Millie Plotkin, MLS, with Craig Johnson, PhD and Carrie Arnold, MPH, from the Eating Recovery Center, Denver, offer some helpful hints for sorting out useful from useless information on the Internet. Plotkin said one positive note is that professionals and consumers alike report seeking information from the websites of professional eating disorders organizations such as BEDA, iaedp, and NEDA. One less positive trend, however, was reflected in a survey showing that more than half (57.58%) of professionals regularly use social media for health information, compared with 76.58% of consumers.
Another factor complicating the process of finding valid information on the Internet is the marked increase in the number of scientific research articles being posted. Plotkin added that results from many studies also seem to contradict one another.
Six guidelines for grading validity
Plotkin offered six guidelines for evaluating the validity of a study. “When you see a study, she said, “first, look at the type of research. Was this a pilot study, a longitudinal study, a case-control study, a case report, or a review?” Next, she advised looking at the size of the study sample, as well as the use of randomization, the statistical analysis, where the study was published and, very importantly, who funded the research.
Judging news stories
Patients can be advised that “not all news stories are created equal,” according to Plotkin, and professionals can advise them to look for certain details within any news story. Some details include: where was the story published, what are the writer’s credentials, who specifically was interviewed, and who was quoted? That is, did the writer talk to people who weren’t involved in the study to get an unbiased opinion about the results? Last, is this a true news story or merely a press release?

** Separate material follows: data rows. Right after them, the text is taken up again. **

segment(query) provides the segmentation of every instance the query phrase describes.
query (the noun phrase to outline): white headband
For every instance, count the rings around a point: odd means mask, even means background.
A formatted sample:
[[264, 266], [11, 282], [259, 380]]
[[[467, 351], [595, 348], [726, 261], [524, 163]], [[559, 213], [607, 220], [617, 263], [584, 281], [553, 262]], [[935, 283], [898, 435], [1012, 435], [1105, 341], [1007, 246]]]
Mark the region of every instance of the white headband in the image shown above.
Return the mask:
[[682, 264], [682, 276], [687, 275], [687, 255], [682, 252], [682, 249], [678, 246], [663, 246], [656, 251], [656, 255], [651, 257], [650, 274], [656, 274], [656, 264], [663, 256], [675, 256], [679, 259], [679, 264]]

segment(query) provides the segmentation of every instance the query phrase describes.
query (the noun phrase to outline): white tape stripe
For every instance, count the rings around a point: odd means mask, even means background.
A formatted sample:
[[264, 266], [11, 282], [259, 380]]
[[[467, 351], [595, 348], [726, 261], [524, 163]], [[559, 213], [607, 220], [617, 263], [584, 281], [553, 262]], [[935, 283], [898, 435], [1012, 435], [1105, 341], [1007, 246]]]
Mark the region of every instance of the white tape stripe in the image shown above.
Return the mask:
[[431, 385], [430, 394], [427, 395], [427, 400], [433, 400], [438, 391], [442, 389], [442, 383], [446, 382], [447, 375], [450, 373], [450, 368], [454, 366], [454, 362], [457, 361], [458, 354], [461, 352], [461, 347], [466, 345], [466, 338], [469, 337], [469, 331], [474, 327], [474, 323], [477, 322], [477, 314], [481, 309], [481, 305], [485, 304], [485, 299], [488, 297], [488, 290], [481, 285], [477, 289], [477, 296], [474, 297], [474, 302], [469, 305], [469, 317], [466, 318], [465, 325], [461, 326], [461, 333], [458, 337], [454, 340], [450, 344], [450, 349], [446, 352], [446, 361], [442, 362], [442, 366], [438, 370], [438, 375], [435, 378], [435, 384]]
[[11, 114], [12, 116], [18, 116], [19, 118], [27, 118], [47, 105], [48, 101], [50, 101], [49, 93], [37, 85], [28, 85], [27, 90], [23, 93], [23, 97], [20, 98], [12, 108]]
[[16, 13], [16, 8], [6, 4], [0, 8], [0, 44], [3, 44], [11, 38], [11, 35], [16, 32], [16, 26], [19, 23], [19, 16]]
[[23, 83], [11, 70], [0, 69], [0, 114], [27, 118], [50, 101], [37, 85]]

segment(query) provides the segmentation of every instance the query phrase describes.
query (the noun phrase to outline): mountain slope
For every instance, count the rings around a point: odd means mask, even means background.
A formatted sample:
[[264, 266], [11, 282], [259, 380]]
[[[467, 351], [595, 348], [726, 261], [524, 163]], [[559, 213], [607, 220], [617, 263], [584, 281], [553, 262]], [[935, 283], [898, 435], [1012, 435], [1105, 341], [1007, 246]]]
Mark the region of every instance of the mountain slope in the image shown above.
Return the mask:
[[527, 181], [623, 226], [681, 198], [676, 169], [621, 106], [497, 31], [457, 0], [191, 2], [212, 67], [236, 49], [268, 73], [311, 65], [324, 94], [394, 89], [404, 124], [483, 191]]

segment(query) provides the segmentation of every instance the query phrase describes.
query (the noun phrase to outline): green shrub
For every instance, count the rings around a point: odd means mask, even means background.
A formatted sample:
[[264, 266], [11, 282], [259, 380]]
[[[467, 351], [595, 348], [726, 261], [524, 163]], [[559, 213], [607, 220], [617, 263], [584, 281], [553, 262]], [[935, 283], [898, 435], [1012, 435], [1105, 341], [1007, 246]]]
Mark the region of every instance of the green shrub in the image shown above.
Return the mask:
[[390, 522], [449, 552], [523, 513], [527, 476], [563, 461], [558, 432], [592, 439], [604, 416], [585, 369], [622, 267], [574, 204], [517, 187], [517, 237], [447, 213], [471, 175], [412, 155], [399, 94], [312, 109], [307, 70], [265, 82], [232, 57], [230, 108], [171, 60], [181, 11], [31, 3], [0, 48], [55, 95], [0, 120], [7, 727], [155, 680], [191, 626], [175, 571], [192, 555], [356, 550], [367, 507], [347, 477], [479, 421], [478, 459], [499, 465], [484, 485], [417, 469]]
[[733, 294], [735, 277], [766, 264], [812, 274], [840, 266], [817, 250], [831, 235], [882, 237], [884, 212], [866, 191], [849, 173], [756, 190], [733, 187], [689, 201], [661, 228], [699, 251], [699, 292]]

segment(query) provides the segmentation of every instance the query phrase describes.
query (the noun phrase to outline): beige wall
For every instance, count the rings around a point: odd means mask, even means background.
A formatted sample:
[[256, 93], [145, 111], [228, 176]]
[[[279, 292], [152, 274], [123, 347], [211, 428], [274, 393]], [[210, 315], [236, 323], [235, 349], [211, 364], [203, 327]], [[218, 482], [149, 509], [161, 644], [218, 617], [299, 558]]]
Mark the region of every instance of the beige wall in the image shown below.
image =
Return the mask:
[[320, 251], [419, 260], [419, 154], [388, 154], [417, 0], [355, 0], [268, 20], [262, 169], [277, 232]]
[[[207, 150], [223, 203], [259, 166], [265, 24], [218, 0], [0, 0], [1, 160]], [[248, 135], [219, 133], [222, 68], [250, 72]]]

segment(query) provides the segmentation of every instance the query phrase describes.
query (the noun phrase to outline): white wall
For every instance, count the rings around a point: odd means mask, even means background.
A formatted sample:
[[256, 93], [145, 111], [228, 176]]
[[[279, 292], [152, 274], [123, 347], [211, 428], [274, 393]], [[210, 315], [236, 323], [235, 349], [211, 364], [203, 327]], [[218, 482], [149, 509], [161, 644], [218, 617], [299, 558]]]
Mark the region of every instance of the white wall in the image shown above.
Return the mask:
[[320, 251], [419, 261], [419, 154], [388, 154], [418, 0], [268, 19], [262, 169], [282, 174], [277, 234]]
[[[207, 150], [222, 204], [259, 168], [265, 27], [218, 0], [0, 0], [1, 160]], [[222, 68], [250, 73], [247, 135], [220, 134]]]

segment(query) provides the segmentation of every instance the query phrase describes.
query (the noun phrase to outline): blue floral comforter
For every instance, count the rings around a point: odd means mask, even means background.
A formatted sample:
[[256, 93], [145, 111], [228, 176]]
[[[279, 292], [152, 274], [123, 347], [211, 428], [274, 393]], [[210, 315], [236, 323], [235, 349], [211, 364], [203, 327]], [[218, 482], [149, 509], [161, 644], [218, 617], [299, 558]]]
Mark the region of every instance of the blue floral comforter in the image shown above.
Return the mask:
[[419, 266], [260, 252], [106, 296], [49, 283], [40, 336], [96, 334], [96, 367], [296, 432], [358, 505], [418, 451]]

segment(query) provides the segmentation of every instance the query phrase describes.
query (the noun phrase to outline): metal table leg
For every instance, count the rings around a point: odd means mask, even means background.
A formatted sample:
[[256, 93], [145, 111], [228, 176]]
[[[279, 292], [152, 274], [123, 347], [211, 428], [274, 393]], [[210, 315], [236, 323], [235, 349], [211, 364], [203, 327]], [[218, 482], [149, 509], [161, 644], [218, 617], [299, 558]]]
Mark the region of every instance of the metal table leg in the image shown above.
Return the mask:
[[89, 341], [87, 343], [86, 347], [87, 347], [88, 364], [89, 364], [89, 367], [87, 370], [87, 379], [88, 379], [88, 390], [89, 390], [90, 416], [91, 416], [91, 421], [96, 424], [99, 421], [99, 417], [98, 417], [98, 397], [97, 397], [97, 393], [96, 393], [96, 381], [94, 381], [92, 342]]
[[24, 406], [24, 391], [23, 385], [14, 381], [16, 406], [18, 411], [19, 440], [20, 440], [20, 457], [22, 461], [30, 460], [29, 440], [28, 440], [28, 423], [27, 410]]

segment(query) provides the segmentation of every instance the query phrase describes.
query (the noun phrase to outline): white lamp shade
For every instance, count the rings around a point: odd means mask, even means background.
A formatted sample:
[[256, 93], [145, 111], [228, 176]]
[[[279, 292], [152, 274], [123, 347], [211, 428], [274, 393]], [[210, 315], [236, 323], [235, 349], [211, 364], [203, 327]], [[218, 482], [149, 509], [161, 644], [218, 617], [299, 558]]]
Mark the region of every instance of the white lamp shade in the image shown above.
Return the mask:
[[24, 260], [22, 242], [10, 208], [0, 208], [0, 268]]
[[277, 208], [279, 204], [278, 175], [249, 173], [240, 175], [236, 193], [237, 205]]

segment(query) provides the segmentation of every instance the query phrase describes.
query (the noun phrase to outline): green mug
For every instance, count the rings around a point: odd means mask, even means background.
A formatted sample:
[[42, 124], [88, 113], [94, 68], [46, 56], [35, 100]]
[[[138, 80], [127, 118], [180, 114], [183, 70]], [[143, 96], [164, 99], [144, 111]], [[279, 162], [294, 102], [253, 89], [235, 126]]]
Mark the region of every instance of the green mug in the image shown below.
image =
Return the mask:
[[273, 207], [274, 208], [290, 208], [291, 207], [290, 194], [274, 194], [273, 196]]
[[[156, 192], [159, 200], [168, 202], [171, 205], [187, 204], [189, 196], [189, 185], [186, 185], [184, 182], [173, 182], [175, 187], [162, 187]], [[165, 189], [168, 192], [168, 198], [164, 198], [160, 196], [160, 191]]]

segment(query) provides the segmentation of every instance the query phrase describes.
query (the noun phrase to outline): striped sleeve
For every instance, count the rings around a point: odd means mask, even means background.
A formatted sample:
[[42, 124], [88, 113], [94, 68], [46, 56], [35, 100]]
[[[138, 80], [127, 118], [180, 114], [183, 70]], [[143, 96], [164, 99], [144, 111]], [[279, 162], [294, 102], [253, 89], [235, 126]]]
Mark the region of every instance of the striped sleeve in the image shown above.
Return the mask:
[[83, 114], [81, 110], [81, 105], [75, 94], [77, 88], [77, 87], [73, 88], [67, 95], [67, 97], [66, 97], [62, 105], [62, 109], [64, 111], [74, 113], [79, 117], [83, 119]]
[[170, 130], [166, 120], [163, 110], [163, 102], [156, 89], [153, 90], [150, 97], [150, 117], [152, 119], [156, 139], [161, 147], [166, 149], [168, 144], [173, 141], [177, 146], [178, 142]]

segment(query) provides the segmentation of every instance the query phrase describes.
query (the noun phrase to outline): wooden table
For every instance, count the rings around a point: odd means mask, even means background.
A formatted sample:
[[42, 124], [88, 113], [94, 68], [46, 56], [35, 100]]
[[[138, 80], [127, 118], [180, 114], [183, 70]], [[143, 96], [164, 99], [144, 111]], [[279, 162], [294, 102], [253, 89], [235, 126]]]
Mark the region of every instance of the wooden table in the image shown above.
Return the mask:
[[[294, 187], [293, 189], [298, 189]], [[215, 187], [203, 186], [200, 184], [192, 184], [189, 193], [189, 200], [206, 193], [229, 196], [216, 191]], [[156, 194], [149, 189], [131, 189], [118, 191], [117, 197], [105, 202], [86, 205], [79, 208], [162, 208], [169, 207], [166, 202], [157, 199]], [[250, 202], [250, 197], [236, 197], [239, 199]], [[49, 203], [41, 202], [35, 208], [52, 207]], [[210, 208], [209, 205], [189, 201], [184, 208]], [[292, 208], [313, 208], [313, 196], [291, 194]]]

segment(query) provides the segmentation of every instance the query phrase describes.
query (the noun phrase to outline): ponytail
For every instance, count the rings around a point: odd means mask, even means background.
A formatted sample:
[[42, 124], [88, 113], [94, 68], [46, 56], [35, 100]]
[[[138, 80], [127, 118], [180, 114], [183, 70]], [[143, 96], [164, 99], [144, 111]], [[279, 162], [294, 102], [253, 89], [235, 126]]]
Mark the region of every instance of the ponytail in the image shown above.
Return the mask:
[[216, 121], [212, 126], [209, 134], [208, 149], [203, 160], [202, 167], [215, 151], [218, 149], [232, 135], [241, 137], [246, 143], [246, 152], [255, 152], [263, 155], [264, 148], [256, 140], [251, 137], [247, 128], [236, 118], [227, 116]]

Evaluating eating disorders websites
Many of the same details apply when evaluating the validity of information presented on eating disorders websites, Plotkin noted. First, who publishes the website? Check to see when the information was last updated—once placed online, materials can remain for a long time, even if the information becomes outdated. Another good question to ask is, was the information on the website reviewed by professionals? And, is the website trying to sell you something? Finally, does the site give references for the information? Plotkin showed the results of a study by Smith et al. (Adolesc Psychiatr Nurs. 2011. 24:33) showing the percentage of websites that fully describe and include DSM-IV criteria. The highest percentage was 15.8% for bulimia. Criteria for the diagnosis of anorexia nervosa were given on only 13% of websites. In the same study, while 92% of the sites provided options for treating patients with AN/BN, only 36% outlined treatment options for patients with eating disorders not otherwise specified (EDNOS).